I chose "mem->section_count = 0" as the invalidation event because
that attribute is tied to the memory block itself and for symmetry
with the offline path. More below...

>
> (Especially, I don't see why this is necessary in the context of this
> patch - nothing changed in that regard. Also, checks against "device
> already removed" should logically belong into
> device_online()/device_offline().

The scenario is that userspace races two threads one calling offline
and the other calling online. Likely no, possible yes. Offline thread
wins the race, but not before online thread gets to the lock in
state_store(). Offline thread completes the teardown and unlocks.
Online thread starts operating on a zombie memory-block-device until
it notices the memory associated with that device is not suitable to
online.

For symmetry with memory_subsys_offline() (that prevents the loser of
a race of 2 threads running offline from continuing to operate on a
zombie memory-block with a ->section_count check) I added a
->section_count check to memory_subsys_online().

>Other subsystems should have similar issues, no?)

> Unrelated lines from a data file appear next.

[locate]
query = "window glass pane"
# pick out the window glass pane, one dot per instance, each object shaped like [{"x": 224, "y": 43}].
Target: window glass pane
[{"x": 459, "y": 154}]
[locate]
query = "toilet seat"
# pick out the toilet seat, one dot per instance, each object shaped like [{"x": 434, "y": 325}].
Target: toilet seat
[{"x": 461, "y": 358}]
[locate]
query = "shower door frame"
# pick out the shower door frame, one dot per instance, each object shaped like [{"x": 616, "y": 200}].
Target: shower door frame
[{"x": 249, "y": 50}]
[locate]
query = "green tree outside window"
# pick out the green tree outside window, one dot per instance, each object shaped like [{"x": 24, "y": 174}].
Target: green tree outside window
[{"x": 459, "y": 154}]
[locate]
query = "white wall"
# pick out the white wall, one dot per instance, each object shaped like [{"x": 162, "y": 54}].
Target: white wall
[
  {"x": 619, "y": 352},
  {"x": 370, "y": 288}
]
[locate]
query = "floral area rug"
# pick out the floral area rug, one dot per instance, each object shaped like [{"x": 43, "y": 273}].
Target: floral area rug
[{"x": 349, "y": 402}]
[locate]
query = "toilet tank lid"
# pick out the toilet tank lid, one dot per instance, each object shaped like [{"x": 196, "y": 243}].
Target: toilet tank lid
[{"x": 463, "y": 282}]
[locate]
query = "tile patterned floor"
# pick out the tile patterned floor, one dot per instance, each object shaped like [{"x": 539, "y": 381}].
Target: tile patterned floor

Not many subsystems have a sysfs attribute that can trigger the
unregistration of the self same attribute, but yes, I've seen it cause
problems.

For example, async device probing and registration causes similar
issues and was only recently fixed:

3451a495ef24 driver core: Establish order of operations for device_add
and device_del via bitflag

>
> > /*
> > * If we are called from state_store(), online_type will be
> > * set >= 0 Otherwise we were called from the device online
> > @@ -736,8 +740,6 @@ int create_memory_block_devices(unsigned long start, unsigned long size)
> > * Remove memory block devices for the given memory area. Start and size
> > * have to be aligned to memory block granularity. Memory block devices
> > * have to be offline.
> > - *
> > - * Called under device_hotplug_lock.
> > */
>
> Why is that change needed? Especially with the radix tree rework, this
> lock is required on this call path. Removing this looks wrong to me.

I'm not removing the dependency I'm trading the comment for a call to
assert_held_device_hotplug(). I'm ok with keeping the comment, but the
explicit lockdep assertion helps the future developer that refactors
and inadvertently misses the comment.